İntiharın dini bakımdan yasaklanışı, genellikle insanın hayatını Tanrı'ya ait bir armağan olarak görmesi gerektiği argümanına dayanır. Bu argüman, varoluşun tam anlamıyla insanın mülkiyetinde olmadığını, dolayısıyla intiharın bir "yetki ihlali" olduğunu öne sürmesi mantıklı gibi görünse de hayatın yalnızca Tanrı'ya veya aşkın bir varlığa ait olduğu iddiası, insan öznesinin kendi varlığı üzerindeki deneyimini yok saymaz mı? Derrida’ya göre hiçbir yasa ya da anlam, dilin "iz" (trace) yapısından bağımsız olarak sabitlenemez. Örneğin, "intihar haramdır" ifadesi, başka bir bağlamda bireysel özgürlüğe (özgür irade anlamında) tam tezatlık gösteriyor. Hayat, ontolojik olarak bir varlık statüsüne indirgenemeyeceği gibi, intiharın etik anlamı da dilsel olarak tam anlamıyla sabitlenemez. Aynı şekilde, bağışlama (donner anlamında) ve kefaret arasındaki ilişki, adaletin tam anlamıyla gerçekleştirilememesi gibi bir gerilim sunar. Derrida’nın 'imkânsızlık' fikri işte tam da burada devreye girer. Gerçek bağışlama, suçun tamamen bağışlanamaz olduğu bir durumda ortaya çıkar. Burada Hegelci bir olumsuzlamanın olumsuzlaması vardır. Suç ne kadar bağışlanamaz olursa, bağışlama o kadar gerçek olur. Bağışlama yalnızca imkânsız olduğu ölçüde mümkündür, yani diyalektiğin içerisindeki çelişki başka bir çelişkiye giderilir.

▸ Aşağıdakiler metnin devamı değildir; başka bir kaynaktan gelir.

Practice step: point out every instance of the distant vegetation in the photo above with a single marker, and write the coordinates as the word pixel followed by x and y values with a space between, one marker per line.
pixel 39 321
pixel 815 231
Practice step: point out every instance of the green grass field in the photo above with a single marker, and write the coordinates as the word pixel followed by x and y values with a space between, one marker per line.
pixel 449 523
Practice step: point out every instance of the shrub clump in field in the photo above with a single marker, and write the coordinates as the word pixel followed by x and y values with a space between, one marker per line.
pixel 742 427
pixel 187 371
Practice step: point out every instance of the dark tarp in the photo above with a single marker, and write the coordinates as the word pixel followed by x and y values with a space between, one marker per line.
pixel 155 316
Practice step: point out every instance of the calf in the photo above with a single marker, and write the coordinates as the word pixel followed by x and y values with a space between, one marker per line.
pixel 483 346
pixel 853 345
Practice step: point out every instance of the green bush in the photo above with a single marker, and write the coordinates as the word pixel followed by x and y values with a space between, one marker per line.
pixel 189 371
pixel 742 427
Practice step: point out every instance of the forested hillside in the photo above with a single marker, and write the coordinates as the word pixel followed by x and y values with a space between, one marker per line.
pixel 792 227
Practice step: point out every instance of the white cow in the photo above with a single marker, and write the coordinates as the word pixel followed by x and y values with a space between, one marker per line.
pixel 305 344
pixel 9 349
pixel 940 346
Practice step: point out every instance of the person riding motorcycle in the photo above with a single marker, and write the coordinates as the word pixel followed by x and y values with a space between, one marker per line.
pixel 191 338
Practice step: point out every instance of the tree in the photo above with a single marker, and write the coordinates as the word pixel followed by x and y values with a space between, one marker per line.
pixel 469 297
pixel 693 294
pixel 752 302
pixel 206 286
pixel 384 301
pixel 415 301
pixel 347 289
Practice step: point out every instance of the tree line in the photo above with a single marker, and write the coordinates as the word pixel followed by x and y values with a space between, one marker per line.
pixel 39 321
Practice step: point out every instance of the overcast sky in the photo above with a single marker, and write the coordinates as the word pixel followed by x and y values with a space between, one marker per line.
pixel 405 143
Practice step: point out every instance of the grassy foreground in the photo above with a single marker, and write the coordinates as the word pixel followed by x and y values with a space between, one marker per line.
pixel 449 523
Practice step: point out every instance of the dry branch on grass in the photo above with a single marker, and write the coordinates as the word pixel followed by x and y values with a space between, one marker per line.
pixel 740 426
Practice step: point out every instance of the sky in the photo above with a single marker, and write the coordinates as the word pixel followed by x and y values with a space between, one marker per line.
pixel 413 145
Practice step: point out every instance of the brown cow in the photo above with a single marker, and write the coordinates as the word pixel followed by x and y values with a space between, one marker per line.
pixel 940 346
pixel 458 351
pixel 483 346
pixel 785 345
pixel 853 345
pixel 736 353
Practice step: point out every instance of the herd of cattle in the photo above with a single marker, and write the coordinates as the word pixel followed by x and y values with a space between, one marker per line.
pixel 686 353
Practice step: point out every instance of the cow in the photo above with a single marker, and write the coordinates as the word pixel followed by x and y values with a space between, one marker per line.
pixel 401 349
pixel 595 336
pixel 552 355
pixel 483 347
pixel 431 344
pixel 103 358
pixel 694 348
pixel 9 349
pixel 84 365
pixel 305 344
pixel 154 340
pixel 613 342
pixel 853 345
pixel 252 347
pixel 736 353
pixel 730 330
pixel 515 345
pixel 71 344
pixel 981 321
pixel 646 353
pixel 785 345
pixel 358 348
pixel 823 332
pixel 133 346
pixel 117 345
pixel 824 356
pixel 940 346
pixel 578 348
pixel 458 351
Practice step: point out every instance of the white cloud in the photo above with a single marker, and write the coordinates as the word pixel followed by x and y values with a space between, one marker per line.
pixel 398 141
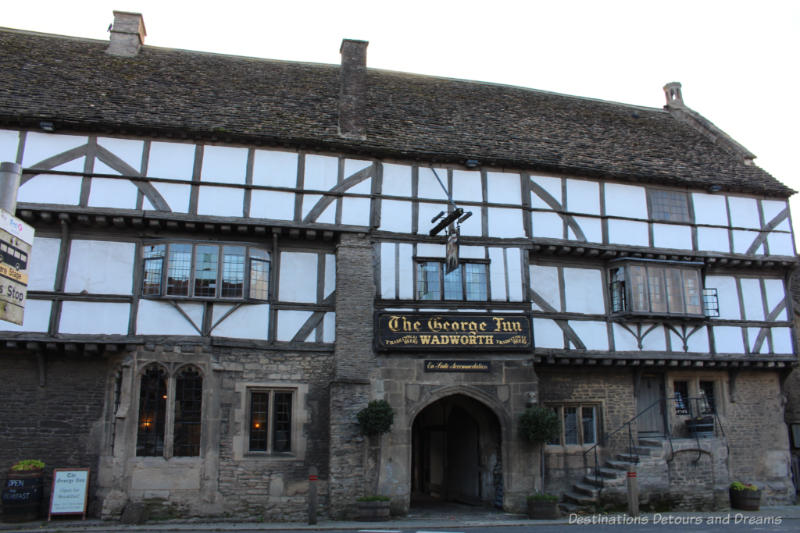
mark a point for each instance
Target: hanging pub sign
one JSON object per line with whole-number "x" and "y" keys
{"x": 488, "y": 332}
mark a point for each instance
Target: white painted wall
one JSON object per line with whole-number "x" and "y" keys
{"x": 100, "y": 267}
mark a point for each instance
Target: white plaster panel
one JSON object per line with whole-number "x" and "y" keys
{"x": 467, "y": 186}
{"x": 247, "y": 322}
{"x": 322, "y": 172}
{"x": 548, "y": 225}
{"x": 298, "y": 277}
{"x": 503, "y": 188}
{"x": 396, "y": 180}
{"x": 50, "y": 189}
{"x": 396, "y": 216}
{"x": 655, "y": 341}
{"x": 272, "y": 204}
{"x": 628, "y": 232}
{"x": 514, "y": 274}
{"x": 171, "y": 160}
{"x": 594, "y": 335}
{"x": 356, "y": 211}
{"x": 751, "y": 295}
{"x": 426, "y": 213}
{"x": 505, "y": 223}
{"x": 497, "y": 274}
{"x": 351, "y": 166}
{"x": 742, "y": 240}
{"x": 106, "y": 192}
{"x": 431, "y": 250}
{"x": 592, "y": 229}
{"x": 710, "y": 209}
{"x": 782, "y": 340}
{"x": 626, "y": 201}
{"x": 224, "y": 164}
{"x": 129, "y": 150}
{"x": 42, "y": 267}
{"x": 624, "y": 341}
{"x": 290, "y": 322}
{"x": 551, "y": 185}
{"x": 728, "y": 339}
{"x": 429, "y": 187}
{"x": 100, "y": 267}
{"x": 583, "y": 290}
{"x": 161, "y": 318}
{"x": 544, "y": 281}
{"x": 329, "y": 327}
{"x": 771, "y": 209}
{"x": 220, "y": 201}
{"x": 780, "y": 243}
{"x": 547, "y": 334}
{"x": 41, "y": 146}
{"x": 328, "y": 216}
{"x": 36, "y": 317}
{"x": 713, "y": 239}
{"x": 744, "y": 212}
{"x": 697, "y": 343}
{"x": 727, "y": 294}
{"x": 775, "y": 295}
{"x": 388, "y": 258}
{"x": 752, "y": 337}
{"x": 330, "y": 275}
{"x": 102, "y": 318}
{"x": 275, "y": 169}
{"x": 9, "y": 143}
{"x": 672, "y": 236}
{"x": 583, "y": 197}
{"x": 176, "y": 195}
{"x": 472, "y": 226}
{"x": 406, "y": 271}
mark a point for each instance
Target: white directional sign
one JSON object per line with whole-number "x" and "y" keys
{"x": 16, "y": 240}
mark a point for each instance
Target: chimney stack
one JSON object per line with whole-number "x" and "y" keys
{"x": 672, "y": 91}
{"x": 127, "y": 34}
{"x": 353, "y": 89}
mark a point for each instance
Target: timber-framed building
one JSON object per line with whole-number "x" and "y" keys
{"x": 233, "y": 256}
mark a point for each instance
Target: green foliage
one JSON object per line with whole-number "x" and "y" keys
{"x": 373, "y": 498}
{"x": 376, "y": 418}
{"x": 28, "y": 464}
{"x": 539, "y": 424}
{"x": 542, "y": 497}
{"x": 738, "y": 485}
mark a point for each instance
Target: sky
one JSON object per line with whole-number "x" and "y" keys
{"x": 737, "y": 60}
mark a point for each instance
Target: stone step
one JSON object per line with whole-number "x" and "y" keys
{"x": 586, "y": 489}
{"x": 577, "y": 498}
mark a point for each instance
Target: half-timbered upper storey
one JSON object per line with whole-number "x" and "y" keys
{"x": 212, "y": 189}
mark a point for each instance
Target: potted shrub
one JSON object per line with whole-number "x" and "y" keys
{"x": 745, "y": 496}
{"x": 374, "y": 508}
{"x": 543, "y": 505}
{"x": 22, "y": 494}
{"x": 376, "y": 418}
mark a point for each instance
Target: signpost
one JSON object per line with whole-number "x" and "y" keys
{"x": 16, "y": 240}
{"x": 70, "y": 491}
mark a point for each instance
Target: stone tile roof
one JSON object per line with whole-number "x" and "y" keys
{"x": 176, "y": 93}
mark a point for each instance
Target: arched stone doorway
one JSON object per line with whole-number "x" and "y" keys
{"x": 456, "y": 453}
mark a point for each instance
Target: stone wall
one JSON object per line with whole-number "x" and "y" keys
{"x": 58, "y": 422}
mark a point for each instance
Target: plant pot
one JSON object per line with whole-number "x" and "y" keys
{"x": 22, "y": 495}
{"x": 746, "y": 500}
{"x": 700, "y": 427}
{"x": 373, "y": 511}
{"x": 543, "y": 509}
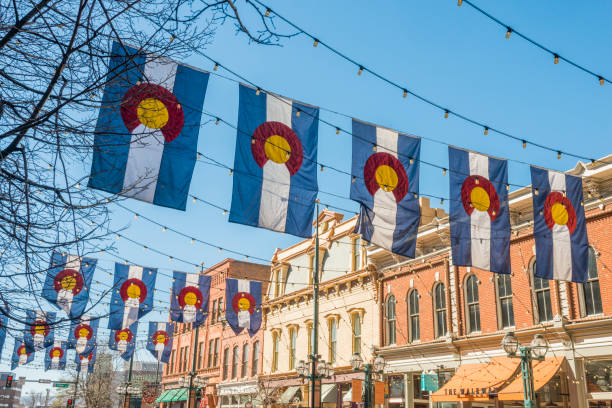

Kısaca akıl yürüttüğümüz bu yazıda Durkheim'ın İntihar kavramının Derrida'cı yapısökümü ile insanın bizatihi sorumluluğunda olan bir kavram olmadığını, tercihen dilsel ve ontolojik açıdan "bağışlamak" anlamında normal ölümlere nazaran itikadi açıdan daha üstte olması gerektiği ve bu durumun Tanrı'nın ilk "Düşme" sayımının taklidi olması gerektiğini düşünüyoruz.
Durkheim E. (2020). İntihar. (Çev. Ö.Doğan). Doğubatı.
Derrida J. (2015). Bağışlamak. (Çev. M. Erşen). Monokl.
Derrida J. (2022). Yaşam Ölüm. (Çev. C. Batukan). İnsan.
Zizek S. (2020). Mutlak Geritepme. (Çev. B. E. Aksoy). Encore
Şeker, A. (2019). Durkheim’in Sosyolojisinde İntihar Olgusu ve İntiharla Mücadelede Sosyal Hizmetin İşlevi. Mavi Atlas, 7(1), 90-110.